Duo emblématique de la bande dessinée, Christin et Bilal nous proposent depuis leur première collaboration (La croisières des oubliés), une œuvre riche et foisonnante, qui a fortement contribué à rendre la bande dessinée plus « mature », attirant, de part ses thèmes, un lectorat peu habitué aux petits mickeys.
Le vaisseau de pierre, leur deuxième album, possède déjà toutes les caractéristiques de leur œuvre commune. Un récit de science fiction inscrit dans une réalité historique et sociale. Entre légende celtique, conte écologique et réalité économique, Le vaisseau de pierre est un cri de révolte contre la modernité galopante qui fait table rase des cultures ancestrales.

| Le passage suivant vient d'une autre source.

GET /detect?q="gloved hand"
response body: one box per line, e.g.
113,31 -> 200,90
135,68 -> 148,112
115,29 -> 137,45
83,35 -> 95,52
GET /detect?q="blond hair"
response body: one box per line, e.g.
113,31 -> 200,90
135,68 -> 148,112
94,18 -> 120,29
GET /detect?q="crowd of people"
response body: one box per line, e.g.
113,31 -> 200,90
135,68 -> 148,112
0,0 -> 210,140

Des promoteurs immobiliers peu scrupuleux décident de transformer une région séculaire en un complexe hôtelier. Pour ce faire, ils doivent déloger la population d’un village portuaire breton et démonter pierre par pierre le château millénaire qui surplombe la région. Mais c’est sans compter sur la résistance des habitants (le vieux Joseph en particulier) soutenus par l’ankou, le sorcier vivant au château…

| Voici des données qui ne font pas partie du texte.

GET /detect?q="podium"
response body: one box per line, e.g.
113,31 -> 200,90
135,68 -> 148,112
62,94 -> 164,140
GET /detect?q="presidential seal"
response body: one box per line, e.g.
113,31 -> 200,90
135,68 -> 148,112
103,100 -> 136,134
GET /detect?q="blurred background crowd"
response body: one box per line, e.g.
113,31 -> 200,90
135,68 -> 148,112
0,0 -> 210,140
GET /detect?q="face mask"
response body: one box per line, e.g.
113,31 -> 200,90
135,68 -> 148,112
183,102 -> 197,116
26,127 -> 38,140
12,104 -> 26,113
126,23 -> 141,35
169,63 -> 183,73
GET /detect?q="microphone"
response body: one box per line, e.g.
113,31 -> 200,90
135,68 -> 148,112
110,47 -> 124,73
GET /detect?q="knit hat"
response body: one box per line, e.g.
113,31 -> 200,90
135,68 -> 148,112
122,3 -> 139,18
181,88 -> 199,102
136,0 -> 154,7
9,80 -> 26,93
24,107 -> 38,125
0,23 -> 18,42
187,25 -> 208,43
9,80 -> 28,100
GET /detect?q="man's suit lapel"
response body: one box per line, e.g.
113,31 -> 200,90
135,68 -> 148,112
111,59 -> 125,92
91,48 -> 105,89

Comme toujours chez Christin, passé, présent et futur sont intimement liés. Les faits présents s’inscrivent dans la continuité de ceux passés, qui auront des répercussions sur l’avenir… Le vaisseau de pierre est un manifeste sur les origines, la mémoire, la transmission… Eternels recommencements de la civilisation…

Questionnement philosophique sur la lutte des plus faibles pour leur survie, les guerres de territoire, les conflits d’intérêts… Bien que la dimension politique soit sous jacente (au profit du fantastique), elle annonce le diptyque Les phalanges de l’ordre noir/Partie de chasse à venir…

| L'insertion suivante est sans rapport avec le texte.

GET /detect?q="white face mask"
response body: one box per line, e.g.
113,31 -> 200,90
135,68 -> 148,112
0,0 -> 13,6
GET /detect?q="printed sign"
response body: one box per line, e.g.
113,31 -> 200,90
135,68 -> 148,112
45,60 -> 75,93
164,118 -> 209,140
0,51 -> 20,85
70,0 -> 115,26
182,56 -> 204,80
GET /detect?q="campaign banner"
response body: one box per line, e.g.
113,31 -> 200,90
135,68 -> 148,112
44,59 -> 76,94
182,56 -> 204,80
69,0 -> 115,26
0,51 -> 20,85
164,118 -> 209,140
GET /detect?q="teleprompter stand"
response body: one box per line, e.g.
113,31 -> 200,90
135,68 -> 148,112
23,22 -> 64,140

Le graphisme du jeune Bilal est chargé, accumulant les modelés hachurés. Un procédé qu’il maitrise parfaitement (et abandonnera au fil du temps pour un style plus épuré). Ses couleurs sont glauques, le contraste ocre-orangé et bleu-gris verdâtre domine. Ce qui apporte une teneur minérale à l’ensemble, qui sied parfaitement à l’histoire. Ces personnages sont aussi durs que la roche bretonne.
Au fil du temps, Bilal s’est détaché des codes « bd » (découpage linéaire de l’action, très « cinématographique », son autre domaine de prédilection) pour développer un vocabulaire narratif plus personnel, entre séquences et illustrations. A l’instar d’un Masse, un Rochette ou un Barbier, Bilal est un plasticien exigent, qui aborde chaque case comme un tableau se suffisant à lui même, certes inscrit dans une continuité, mais possédant son propre équilibre de composition.
Cette œuvre de jeunesse possède la maturité suffisante pour conserver sa puissance évocatrice. Ce deuxième essai demeure un coup de maitre, tant il ne donne pas l’impression d’être le fruit de son époque, mais au contraire, une œuvre intemporelle.